If only a partial image of the “real” you shows up when you walk in the room, you need a brand and a plan. You need a personal brand statement like this:
For [a specific person or group], I want to be known for [six adjectives] so I can deliver [valuable outcomes].
For example, here is part of my own personal brand statement:
For my leadership coaching clients, I bring powerful listening, insightful curiosity and straightforward knowledge to create maximum leadership presence, personal effectiveness and organizational success.
Here are some suggestions on how to craft your own personal brand statement:
Target your brand. You should have a targeted personal brand statement for each group or person you want to impact. For myself, I have three brand statements. You need at least two brand statements.

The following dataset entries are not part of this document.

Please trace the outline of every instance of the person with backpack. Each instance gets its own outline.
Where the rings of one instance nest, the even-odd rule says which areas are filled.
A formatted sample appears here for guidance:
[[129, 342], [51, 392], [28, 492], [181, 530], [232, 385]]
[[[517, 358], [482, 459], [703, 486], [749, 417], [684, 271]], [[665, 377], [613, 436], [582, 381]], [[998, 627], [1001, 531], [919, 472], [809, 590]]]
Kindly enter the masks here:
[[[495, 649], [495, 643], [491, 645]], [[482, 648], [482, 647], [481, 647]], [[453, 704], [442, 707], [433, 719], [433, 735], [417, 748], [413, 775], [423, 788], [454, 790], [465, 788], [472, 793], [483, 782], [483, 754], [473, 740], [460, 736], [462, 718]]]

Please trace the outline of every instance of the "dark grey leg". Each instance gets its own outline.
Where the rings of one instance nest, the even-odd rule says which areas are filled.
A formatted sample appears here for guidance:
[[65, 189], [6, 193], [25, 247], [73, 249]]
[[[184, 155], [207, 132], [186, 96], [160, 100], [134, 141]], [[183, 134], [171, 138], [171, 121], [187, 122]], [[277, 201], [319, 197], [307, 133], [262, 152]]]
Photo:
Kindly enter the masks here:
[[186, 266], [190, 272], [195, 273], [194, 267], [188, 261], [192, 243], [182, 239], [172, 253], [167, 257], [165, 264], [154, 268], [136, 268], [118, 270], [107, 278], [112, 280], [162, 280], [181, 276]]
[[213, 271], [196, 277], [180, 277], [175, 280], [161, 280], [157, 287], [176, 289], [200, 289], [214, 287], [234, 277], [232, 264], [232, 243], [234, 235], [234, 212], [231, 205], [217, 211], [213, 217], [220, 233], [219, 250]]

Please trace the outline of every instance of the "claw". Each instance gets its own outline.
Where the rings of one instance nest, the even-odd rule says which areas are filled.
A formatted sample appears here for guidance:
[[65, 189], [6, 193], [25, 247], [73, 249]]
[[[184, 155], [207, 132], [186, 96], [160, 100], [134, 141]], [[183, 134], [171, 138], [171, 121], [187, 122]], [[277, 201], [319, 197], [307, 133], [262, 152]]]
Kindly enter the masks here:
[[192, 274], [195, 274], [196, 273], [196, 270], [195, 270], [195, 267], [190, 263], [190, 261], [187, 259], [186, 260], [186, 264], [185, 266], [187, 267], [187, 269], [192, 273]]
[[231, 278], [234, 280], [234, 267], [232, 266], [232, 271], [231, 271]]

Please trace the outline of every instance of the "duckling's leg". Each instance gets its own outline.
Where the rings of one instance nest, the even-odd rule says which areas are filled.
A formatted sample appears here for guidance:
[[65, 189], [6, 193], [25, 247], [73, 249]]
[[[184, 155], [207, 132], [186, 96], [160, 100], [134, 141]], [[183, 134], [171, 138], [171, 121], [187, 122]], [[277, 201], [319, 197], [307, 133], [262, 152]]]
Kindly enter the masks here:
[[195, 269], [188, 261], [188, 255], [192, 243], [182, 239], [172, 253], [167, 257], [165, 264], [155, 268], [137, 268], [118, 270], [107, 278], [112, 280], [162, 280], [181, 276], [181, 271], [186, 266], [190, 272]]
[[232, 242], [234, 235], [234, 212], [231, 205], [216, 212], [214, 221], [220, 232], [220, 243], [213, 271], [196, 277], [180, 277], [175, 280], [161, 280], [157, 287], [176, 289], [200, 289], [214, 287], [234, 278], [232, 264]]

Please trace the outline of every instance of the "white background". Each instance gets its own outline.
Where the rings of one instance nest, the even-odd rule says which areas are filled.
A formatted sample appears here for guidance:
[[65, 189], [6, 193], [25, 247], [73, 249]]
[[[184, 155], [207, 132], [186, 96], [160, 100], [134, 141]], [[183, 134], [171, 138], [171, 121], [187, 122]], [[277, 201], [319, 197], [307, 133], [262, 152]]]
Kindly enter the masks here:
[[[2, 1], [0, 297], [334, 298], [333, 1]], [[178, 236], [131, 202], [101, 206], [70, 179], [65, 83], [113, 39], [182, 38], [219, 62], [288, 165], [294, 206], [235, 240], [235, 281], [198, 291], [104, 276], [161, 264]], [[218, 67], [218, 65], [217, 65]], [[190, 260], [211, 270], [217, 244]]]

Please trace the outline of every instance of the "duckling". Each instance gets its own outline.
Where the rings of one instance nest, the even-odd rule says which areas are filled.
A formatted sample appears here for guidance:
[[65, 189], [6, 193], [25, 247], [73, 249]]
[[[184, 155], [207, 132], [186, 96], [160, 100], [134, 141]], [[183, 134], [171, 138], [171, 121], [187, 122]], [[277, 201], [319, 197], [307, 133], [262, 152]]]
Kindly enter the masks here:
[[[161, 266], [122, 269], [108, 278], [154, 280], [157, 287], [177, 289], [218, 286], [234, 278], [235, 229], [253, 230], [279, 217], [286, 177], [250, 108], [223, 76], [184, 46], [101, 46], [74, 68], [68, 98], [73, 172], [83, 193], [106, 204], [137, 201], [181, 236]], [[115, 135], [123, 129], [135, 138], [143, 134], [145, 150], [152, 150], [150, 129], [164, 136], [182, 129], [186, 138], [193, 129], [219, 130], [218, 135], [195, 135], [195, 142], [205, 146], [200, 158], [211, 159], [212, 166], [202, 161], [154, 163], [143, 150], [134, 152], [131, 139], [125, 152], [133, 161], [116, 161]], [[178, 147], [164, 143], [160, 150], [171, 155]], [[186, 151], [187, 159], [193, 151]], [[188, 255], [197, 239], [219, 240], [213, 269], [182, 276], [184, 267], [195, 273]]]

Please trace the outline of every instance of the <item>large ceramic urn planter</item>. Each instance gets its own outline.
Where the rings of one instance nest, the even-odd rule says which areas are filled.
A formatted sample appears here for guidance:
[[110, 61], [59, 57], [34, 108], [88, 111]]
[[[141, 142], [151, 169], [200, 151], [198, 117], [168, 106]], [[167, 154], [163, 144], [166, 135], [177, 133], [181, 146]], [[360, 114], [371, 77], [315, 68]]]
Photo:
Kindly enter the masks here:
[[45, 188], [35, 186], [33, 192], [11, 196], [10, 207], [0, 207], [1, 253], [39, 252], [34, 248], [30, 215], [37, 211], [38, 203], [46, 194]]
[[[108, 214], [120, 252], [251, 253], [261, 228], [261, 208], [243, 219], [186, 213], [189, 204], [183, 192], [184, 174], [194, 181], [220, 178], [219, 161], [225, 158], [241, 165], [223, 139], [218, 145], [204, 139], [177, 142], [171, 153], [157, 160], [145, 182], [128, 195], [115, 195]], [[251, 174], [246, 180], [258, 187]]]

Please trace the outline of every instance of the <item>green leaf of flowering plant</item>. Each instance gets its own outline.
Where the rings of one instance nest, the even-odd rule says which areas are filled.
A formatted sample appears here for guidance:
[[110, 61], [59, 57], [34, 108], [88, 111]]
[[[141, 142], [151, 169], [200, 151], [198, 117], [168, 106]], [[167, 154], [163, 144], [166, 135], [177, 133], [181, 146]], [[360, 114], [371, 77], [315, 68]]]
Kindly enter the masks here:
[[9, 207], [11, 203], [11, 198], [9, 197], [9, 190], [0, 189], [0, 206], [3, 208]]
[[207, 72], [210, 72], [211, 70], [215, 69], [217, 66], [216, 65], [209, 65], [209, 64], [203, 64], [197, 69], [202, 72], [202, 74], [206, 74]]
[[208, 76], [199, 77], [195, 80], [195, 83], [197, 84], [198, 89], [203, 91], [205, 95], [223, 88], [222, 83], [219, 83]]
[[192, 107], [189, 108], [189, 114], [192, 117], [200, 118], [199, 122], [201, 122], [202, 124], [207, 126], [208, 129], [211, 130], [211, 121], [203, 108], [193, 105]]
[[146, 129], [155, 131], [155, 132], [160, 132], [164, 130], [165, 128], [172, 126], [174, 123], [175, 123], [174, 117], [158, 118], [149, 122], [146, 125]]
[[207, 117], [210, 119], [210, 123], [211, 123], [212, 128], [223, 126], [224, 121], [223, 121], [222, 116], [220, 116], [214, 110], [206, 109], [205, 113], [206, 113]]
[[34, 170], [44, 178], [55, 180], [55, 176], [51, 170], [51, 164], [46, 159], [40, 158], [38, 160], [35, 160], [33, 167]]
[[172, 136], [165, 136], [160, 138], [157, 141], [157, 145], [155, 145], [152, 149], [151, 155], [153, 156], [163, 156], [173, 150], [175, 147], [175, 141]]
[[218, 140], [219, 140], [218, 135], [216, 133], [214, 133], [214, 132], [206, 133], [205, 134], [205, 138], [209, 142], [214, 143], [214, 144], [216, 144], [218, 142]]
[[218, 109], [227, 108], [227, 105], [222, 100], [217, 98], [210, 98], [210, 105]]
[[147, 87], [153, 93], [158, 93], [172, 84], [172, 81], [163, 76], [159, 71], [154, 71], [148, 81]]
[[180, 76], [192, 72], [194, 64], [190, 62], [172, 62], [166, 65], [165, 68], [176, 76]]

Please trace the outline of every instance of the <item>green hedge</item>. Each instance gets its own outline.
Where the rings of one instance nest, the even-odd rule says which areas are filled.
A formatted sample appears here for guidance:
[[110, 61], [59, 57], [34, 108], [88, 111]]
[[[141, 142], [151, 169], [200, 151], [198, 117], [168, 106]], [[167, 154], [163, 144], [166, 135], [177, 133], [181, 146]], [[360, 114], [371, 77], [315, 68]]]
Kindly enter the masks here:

Be organized. Gather all the data about how others perceive you – performance reviews, personality profiles, 360 feedback, key emails, verbal impressions, etc. Then take at least four hours spread over several days to draft your personal brand statement. Here is a personal brand worksheet to help you get started on defining your own personal brand statement.
Be authentic. Make sure your personal brand is completely compatible with the real you. Being authentic moves your personal brand from false advertising to true marketing. If your personal brand promises what you can actually deliver, you and the people you serve will be happier.
Get feedback. Once you have a draft of your personal brand statement, share it with your circle of trusted advisors. Their reaction to your brand can help you test its authenticity and its value to the people you want to serve. Your circle of trusted advisors should include mentors, spiritual advisors and, ideally, a certified career coach, leadership coach or executive coach.
When you craft a personal brand statement, you help focus the impressions others hold about you. You open doors to new leadership and career opportunities. Then, when you walk in the room, “who shows up” for the other people is the authentically influential you.